PostToolUse Hook Output:

✅ POST-EDIT ANALYSIS
Modified: /workspaces/flow-cloud/test-hooks.js
Security Check Results:
  ⚠️  TODO comments found
  ⚠️  console.log detected
  🚨 Hardcoded password!

📊 Claude Flow Verification:
   ✅ compile: 1.00
   ❌ test: 0.60
   ✅ lint: 1.00
   📊 Verification Score: 0.90/0.85
   Status: ✅ PASSED
   Overall Average: 0.9 (threshold: 0.85)

⚙️ Benefits

BenefitDescription
Automated Truth ScoringReliability metrics with configurable thresholds (0.75-0.95)
Pair Programming ModeReal-time collaborative verification during edits
Implementation VerificationConfirms functional requirements are met
Continuous Quality MetricsTrack truth scores and trends over time

The verification commands add quantitative analysis to the qualitative checklist, giving you both human-readable reminders and data-driven confidence scores.

🔧 Troubleshooting

If Hooks Don't Fire:

  1. Restart Claude Code after changing 
    settings.json
  2. Validate JSON: 
    jq '.' .claude/settings.json
  3. Check permissions format: Use 
    :*
    not just 
    *
  4. Run 
    /doctor
     to validate settings
  5. Check script permissions: 
    chmod +x .claude/hook-analyzer-v2.sh

💡 Remember: The goal is real, secure, functional code - not placeholders or simulations. These hooks keep AI agents focused on production-quality implementations.

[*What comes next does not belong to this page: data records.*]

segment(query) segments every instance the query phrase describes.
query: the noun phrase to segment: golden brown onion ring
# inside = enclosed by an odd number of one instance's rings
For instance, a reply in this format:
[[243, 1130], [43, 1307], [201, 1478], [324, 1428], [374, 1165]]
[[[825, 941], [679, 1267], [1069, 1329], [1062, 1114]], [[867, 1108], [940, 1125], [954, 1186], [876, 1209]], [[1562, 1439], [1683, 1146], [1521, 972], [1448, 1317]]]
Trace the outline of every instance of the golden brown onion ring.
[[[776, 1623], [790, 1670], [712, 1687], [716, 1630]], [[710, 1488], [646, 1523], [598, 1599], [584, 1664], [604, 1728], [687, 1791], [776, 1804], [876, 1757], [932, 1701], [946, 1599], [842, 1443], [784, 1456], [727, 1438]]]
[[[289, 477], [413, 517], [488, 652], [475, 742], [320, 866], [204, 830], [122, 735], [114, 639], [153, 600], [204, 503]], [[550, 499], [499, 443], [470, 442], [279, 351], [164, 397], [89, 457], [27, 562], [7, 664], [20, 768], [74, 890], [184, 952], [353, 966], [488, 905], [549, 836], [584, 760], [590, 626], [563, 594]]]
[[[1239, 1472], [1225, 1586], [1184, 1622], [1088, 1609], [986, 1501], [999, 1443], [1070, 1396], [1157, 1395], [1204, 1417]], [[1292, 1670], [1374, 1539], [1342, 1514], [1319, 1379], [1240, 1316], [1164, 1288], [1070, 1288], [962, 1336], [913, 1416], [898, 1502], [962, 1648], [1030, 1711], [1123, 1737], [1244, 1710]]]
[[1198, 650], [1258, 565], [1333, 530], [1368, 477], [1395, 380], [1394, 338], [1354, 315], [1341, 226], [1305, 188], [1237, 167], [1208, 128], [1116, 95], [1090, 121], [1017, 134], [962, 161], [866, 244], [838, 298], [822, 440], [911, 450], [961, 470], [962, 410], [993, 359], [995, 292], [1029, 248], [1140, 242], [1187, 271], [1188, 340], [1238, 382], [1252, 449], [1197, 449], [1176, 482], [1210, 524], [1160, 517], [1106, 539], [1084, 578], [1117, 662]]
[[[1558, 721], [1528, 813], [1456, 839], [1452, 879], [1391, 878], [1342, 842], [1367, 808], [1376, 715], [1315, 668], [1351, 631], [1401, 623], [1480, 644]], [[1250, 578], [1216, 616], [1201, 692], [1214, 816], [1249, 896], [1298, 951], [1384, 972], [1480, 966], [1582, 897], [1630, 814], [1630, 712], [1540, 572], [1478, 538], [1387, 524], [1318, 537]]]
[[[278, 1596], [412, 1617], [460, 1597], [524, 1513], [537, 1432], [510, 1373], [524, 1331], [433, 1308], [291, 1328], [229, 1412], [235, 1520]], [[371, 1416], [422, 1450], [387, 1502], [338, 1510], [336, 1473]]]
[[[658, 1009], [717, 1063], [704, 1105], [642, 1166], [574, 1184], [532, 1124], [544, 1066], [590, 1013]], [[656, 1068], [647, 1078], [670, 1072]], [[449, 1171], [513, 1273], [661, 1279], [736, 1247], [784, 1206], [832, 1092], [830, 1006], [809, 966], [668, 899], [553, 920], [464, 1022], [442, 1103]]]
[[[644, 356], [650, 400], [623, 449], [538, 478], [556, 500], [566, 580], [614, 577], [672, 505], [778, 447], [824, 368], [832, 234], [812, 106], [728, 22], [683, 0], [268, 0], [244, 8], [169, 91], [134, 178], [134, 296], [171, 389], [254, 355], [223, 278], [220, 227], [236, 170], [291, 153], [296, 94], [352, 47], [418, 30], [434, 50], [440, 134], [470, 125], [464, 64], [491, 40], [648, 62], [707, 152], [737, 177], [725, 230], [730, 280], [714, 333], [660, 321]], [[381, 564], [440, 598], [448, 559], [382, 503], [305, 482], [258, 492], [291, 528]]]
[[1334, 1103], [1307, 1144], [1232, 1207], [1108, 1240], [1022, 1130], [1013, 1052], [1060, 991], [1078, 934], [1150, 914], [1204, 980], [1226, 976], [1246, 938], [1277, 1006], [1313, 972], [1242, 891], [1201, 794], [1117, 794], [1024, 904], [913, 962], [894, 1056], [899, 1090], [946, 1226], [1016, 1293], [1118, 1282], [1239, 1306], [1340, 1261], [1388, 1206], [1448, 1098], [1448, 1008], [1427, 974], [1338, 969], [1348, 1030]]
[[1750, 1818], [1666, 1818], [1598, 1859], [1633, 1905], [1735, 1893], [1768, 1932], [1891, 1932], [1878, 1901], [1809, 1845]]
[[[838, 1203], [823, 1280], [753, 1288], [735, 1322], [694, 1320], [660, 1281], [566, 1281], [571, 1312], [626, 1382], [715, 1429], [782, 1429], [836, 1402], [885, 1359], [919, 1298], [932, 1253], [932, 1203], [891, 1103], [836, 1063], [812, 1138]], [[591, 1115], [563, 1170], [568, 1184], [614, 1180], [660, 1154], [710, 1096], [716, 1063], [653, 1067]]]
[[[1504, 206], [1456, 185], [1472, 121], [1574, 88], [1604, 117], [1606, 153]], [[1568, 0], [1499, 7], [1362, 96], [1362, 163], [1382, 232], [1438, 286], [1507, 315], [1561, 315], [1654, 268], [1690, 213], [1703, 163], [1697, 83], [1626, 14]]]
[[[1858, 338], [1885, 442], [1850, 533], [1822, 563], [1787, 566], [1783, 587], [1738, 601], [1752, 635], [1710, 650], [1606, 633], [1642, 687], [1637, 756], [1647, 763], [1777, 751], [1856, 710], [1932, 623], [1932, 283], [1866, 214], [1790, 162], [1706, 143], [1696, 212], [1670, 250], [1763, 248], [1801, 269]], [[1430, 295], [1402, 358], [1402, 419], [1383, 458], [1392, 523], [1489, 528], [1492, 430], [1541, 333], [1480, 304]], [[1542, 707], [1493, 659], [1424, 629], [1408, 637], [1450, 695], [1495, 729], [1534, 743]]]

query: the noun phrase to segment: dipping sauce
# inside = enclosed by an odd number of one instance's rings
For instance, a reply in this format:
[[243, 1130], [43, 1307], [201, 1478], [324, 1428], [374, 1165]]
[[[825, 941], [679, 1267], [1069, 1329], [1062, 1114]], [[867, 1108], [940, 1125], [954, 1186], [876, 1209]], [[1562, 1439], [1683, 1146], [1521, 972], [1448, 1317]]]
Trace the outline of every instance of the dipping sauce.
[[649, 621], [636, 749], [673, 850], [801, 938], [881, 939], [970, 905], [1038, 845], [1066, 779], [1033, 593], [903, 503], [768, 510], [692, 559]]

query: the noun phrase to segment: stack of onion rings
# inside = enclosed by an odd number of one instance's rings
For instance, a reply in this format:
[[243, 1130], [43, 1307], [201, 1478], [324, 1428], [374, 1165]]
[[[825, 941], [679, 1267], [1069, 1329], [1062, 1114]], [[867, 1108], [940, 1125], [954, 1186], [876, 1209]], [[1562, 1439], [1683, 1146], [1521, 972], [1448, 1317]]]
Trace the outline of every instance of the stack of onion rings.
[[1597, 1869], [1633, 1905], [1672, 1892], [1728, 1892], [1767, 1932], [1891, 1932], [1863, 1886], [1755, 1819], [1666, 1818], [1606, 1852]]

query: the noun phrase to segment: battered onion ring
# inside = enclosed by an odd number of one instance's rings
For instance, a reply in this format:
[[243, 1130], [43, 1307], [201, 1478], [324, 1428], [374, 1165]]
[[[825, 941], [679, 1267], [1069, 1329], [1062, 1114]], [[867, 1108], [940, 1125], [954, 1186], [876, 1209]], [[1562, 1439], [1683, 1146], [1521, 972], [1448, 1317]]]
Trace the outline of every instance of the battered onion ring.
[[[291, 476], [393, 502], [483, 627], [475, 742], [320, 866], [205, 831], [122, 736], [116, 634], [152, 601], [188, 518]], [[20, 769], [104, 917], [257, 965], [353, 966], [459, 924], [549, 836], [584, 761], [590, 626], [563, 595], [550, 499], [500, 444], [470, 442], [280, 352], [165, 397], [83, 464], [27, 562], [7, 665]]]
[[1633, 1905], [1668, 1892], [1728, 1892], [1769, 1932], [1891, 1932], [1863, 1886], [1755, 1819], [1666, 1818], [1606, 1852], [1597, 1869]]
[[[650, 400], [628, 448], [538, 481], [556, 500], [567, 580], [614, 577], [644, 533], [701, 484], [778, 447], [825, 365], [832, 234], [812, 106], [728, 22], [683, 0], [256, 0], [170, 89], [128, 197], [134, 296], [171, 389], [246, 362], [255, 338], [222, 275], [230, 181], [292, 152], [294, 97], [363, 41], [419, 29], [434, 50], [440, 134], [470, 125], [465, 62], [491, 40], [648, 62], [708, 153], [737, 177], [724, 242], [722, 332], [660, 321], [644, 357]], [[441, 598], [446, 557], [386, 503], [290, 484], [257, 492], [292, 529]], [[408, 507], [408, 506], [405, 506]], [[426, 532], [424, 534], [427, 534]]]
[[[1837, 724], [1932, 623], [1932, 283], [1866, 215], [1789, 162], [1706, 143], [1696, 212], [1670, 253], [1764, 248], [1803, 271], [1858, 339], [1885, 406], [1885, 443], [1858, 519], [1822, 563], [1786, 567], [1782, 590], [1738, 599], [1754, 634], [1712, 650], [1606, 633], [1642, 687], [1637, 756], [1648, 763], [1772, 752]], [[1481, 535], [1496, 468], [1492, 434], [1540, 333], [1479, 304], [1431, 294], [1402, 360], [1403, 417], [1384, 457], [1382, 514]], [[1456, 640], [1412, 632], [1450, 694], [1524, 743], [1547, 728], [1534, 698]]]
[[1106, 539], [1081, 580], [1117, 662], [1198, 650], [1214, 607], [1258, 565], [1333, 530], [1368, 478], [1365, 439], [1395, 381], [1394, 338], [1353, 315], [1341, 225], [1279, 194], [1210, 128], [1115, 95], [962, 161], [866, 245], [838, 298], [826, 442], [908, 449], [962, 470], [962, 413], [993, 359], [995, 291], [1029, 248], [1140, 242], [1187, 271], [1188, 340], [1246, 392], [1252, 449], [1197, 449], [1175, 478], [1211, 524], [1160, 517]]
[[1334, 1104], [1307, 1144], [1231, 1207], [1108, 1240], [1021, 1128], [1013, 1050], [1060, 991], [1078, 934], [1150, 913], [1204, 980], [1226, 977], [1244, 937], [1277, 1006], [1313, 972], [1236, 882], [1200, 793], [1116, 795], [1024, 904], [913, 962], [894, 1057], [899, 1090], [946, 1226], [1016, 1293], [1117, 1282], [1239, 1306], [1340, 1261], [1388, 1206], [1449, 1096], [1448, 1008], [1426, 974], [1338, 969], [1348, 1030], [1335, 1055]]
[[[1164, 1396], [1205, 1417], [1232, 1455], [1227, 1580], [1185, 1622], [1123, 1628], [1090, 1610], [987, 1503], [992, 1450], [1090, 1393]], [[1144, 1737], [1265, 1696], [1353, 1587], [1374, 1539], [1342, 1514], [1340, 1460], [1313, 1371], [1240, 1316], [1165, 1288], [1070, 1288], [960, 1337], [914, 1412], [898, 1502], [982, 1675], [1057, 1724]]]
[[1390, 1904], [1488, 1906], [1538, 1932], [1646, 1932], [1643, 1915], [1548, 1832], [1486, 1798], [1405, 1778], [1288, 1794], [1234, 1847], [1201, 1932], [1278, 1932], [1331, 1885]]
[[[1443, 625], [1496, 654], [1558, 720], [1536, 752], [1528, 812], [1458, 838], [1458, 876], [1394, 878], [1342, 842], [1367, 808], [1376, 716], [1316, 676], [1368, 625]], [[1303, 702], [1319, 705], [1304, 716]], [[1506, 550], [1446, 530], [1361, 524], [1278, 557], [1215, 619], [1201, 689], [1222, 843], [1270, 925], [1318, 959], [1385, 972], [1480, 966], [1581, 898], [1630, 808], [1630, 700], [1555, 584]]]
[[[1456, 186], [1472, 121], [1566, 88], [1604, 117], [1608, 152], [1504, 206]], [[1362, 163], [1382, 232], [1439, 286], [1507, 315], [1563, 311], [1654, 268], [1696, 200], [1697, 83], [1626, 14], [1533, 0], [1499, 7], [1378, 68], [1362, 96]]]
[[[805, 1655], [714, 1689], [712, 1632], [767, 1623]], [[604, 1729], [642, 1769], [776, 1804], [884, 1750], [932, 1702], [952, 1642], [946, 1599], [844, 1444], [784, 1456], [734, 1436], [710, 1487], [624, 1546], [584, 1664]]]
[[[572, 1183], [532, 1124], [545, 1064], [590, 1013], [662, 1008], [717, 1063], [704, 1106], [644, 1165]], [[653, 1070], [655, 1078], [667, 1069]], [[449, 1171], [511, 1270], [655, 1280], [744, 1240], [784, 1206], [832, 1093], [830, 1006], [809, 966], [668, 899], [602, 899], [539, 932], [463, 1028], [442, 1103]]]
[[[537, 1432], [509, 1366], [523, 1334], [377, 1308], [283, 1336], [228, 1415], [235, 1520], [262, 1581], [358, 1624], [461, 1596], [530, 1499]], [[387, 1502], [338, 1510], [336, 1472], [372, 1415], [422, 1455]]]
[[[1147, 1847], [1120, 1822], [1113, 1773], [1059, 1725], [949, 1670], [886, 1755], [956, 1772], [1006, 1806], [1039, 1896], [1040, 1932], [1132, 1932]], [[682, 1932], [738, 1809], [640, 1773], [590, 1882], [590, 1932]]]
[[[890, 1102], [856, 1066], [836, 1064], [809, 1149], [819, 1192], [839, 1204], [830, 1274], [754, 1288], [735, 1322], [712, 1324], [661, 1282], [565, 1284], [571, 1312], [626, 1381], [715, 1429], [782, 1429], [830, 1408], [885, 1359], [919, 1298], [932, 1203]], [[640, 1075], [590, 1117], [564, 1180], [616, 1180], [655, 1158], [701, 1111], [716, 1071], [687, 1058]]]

🚀 Optional: Claude Flow Integration

For advanced verification with Claude Flow:

Installation

# Install Claude Flow globally
npm install -g claude-flow@alpha

Quick Commands

npx claude-flow@alpha verify init strict  # 0.95 threshold
npx claude-flow@alpha truth               # View scores
npx claude-flow@alpha verify verify "$FILE" --threshold 0.95

📚 Claude Flow Commands Reference

Verify Command (Truth Enforcement)

Initialize verification modes

npx claude-flow@alpha verify init strict          # 0.95 threshold
npx claude-flow@alpha verify init moderate        # 0.85 threshold
npx claude-flow@alpha verify init development     # 0.75 threshold

Run verification on files/tasks

npx claude-flow@alpha verify verify <file> --agent coder --threshold 0.95
npx claude-flow@alpha verify status --recent 10
npx claude-flow@alpha verify rollback --checkpoint last

Truth Command (Score Analytics)

View and analyze scores

npx claude-flow@alpha truth                       # Current scores
npx claude-flow@alpha truth --report              # Detailed report
npx claude-flow@alpha truth --analyze             # Pattern analysis
npx claude-flow@alpha truth --agent coder         # Filter by agent
npx claude-flow@alpha truth --json | jq .averageScore  # For hooks

📝 Key Takeaways

PreToolUse prevents errors before edits happen
PostToolUse enforces checks right after changes
Claude Flow verification provides truth-based enforcement at a 0.95 threshold
Security hooks stop secrets from leaking
Quantitative + qualitative = code that is real, secure, and production-ready

By building these checks into Claude Code, you shift from reactive debugging to proactive verification.